Permalink
Find file Copy path
385 lines (307 sloc) 16.5 KB

Improving operator requirements in protocols

Introduction

When a type conforms to a protocol that declares an operator as a requirement, that operator must be implemented as a global function defined outside of the conforming type. This can lead both to user confusion and to poor type checker performance since the global namespace is overcrowded with a large number of operator overloads. This proposal mitigates both of those issues by proposing that operators in protocols be declared statically (to change and clarify where the conforming type implements it) and that Swift use universal lookup for operators that finds candidates both at the global scope and within types.

Swift-evolution thread: Discussion about operators and protocols in the context of FloatingPoint

Motivation

The proposal came about as a result of discussion about SE-0067: Enhanced Floating Point Protocols. To implement the numerous arithmetic and comparison operators, this protocol defined named instance methods for them and then implemented the global operator functions to delegate to them. For example,

public protocol FloatingPoint {
  func adding(rhs: Self) -> Self
  // and others
}

public func + <T: FloatingPoint>(lhs: T, rhs: T) -> T {
  return lhs.adding(rhs)
}

One of the motivating factors for these named methods was to make the operators generic and reduce the number of concrete global overloads, which would improve the type checker's performance compared to individual concrete overloads for each conforming type. Some concerns were raised about the use of named methods:

  • They bloat the public interface. Every floating point type would expose mutating and non-mutating methods for each arithmetic operation, as well as non-mutating methods for the comparisons. We don't expect users to actually call these methods directly but they must be present in the public interface because they are requirements of the protocol. Therefore, they would clutter API documentation and auto-complete lists and make the properties and methods users actually want to use less discoverable.
  • Swift's naming guidelines encourage the use of "terms of art" for naming when it is appropriate. In this case, the operator itself is the term of art.

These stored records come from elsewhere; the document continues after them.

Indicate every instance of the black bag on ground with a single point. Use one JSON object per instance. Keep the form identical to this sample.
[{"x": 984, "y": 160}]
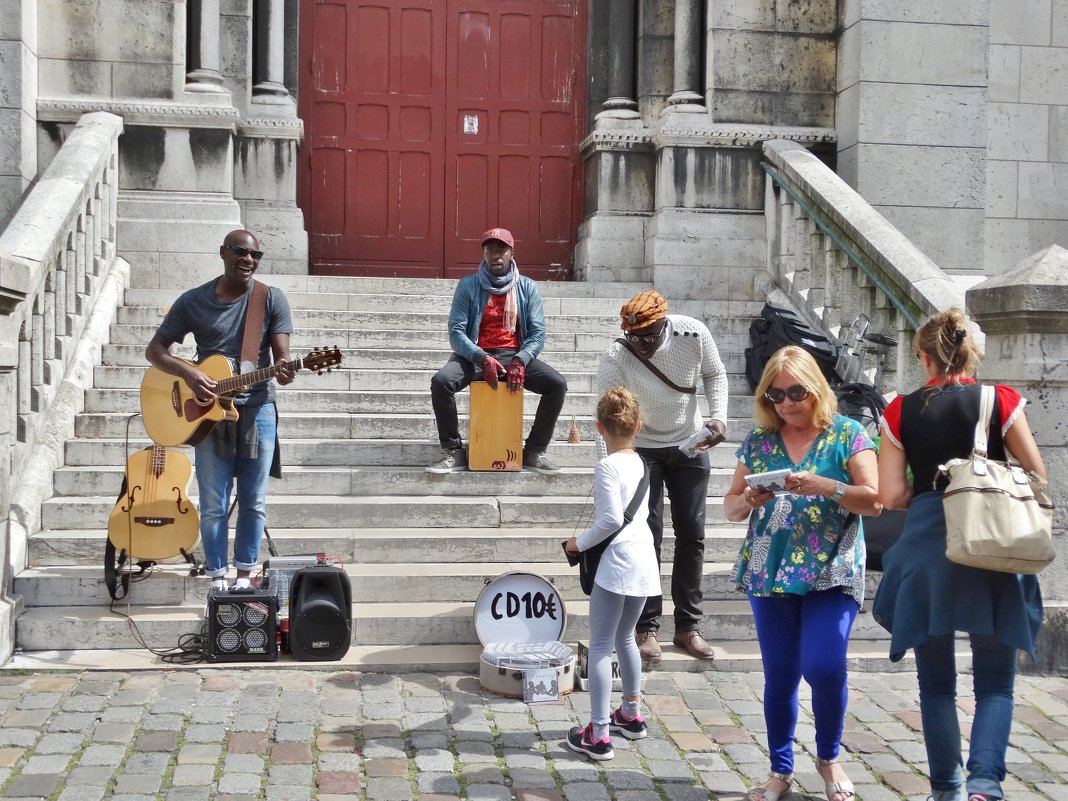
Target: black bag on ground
[
  {"x": 863, "y": 403},
  {"x": 590, "y": 559},
  {"x": 778, "y": 327}
]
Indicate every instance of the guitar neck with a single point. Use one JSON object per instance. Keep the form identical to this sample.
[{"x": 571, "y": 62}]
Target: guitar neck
[{"x": 244, "y": 380}]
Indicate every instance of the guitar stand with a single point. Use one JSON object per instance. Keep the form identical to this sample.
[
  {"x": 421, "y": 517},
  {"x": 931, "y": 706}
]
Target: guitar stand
[{"x": 195, "y": 568}]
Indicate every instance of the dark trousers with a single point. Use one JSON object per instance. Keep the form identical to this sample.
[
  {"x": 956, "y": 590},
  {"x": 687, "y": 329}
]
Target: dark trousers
[
  {"x": 458, "y": 373},
  {"x": 686, "y": 481}
]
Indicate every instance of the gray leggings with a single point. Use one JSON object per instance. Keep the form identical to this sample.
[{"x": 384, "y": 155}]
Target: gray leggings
[{"x": 612, "y": 619}]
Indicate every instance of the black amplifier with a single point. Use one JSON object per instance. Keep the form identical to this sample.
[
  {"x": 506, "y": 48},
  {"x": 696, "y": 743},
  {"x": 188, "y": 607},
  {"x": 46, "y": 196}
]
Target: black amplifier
[{"x": 241, "y": 626}]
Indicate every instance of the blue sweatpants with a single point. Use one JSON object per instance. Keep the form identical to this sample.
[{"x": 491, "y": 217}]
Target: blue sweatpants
[{"x": 803, "y": 635}]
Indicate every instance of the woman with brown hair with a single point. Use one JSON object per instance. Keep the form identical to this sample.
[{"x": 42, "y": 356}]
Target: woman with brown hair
[{"x": 924, "y": 599}]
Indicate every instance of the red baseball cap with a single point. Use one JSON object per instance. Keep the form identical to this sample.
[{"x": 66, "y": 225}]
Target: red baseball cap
[{"x": 502, "y": 235}]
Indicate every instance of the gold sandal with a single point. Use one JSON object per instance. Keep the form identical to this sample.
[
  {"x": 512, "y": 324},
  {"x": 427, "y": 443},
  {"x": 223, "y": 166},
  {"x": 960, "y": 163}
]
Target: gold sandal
[
  {"x": 765, "y": 794},
  {"x": 844, "y": 787}
]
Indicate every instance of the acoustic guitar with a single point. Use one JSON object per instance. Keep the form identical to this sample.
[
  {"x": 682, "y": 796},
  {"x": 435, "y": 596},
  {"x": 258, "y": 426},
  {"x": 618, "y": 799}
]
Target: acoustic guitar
[
  {"x": 173, "y": 415},
  {"x": 154, "y": 519}
]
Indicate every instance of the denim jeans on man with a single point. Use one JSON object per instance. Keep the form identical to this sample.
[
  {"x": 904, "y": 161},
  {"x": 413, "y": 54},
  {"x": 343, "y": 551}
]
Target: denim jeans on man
[
  {"x": 993, "y": 676},
  {"x": 686, "y": 481},
  {"x": 215, "y": 477}
]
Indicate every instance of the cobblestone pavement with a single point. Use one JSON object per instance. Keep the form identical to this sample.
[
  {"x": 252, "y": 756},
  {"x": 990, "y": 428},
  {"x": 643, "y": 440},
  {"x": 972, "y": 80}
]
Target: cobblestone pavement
[{"x": 286, "y": 735}]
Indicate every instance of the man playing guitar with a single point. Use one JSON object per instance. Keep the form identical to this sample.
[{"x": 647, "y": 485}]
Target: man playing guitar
[{"x": 247, "y": 450}]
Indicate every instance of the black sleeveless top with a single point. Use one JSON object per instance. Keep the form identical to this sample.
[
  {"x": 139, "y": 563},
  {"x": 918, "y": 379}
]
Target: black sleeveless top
[{"x": 938, "y": 424}]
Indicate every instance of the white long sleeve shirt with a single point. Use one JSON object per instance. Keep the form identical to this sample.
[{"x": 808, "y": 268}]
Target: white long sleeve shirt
[
  {"x": 629, "y": 564},
  {"x": 689, "y": 358}
]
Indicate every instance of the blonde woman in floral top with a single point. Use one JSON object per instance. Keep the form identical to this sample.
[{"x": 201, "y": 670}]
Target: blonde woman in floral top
[{"x": 802, "y": 562}]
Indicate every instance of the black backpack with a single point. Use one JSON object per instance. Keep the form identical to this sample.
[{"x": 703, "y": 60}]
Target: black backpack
[
  {"x": 863, "y": 403},
  {"x": 778, "y": 327}
]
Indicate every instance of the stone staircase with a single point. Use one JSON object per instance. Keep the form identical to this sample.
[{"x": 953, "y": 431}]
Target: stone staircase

It feels odd to elevate (2.0).adding(2.0).isEqual(to: 4.0) to the same first-class status as 2.0 + 2.0 == 4.0; this is the situation that overloaded operators were made to prevent.
  • Devising good names for the operators is tricky; the swift-evolution list had a fair amount of bikeshedding about the naming and preposition placement of isLessThanOrEqual(to:) in order to satisfy API guidelines, for example.
  • Having both an adding method and a + operator provides two ways for the user to do the same thing. This may lead to confusion if users think that the two ways of adding have slightly different semantics.

Some contributors to the discussion list have expressed concerns about operators being members of protocols at all. I feel that removing them entirely would be a step backwards for the Swift language; a protocol is not simply a list of properties and methods that a type must implement, but rather a higher-level set of requirements. Just as properties, methods, and associated types are part of that requirement set, it makes sense that an arithmetic type, for example, would declare arithmetic operators among its requirements as well.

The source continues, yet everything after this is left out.